Tell us, Brainiac, how Windows is affected.

[Campion]

The problem also affects the administration system of Kerberos 5, a widely-used authentication tool, which could allow attackers to gain control of Kerberos Key Distribution Center authentication functions. This could allow an attacker to gain false authentication with other services. Kerberos is included in Windows 2000.

[flamefront]

RPC - I see 73 vulnerability notes on it mentioned on CERT.

Hasn't anyone read the disclaimer? </sarcasm>

People have too high expectations about this overused old code.

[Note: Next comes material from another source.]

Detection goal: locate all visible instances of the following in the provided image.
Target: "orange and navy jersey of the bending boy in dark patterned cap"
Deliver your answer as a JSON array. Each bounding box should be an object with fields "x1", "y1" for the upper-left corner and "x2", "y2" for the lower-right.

Here is an interestingly suggestive note from XML.com for example:

XML-RPC provides no security provisions. This may sound like a shortcoming, but in many respects it is an advantage. Since XML-RPC does not mandate any security protocol, Zope's normal security policies work just fine with XML-RPC.

I.e., you are on your own.

[Tribune7]

And for those of us who stuck with 9.x just won't worry about anything.

[Bush2000]

The problem also affects the administration system of Kerberos 5, a widely-used authentication tool, which could allow attackers to gain control of Kerberos Key Distribution Center authentication functions. This could allow an attacker to gain false authentication with other services. Kerberos is included in Windows 2000.

Sorry, dude: Windows 2000 Kerberos code isn't derived from Sun's libraries. Try again.

[SeaDragon]

And for those of us who stuck with 9.x just won't worry about anything.

This is true also. I am a recent convert so I never worked in 9.x. I started out in OS X so that is where I am. I left Windows and never looked backed.

[HalfIrish]

From the article: Microsoft said it is still investigating how Windows is affected by the problem.

What do they know that you don't know? Their track record is the same as yours: defend their crappy product at all costs and with any methods, including telling bald-faced lies.

But in this case, even the Gates propaganda machine won't claim victory without a thorough investigation. Yet here you are, as usual defending their crappy product right from the get go.

Now I've seen everything.. your mindless zealotry exceeds even theirs!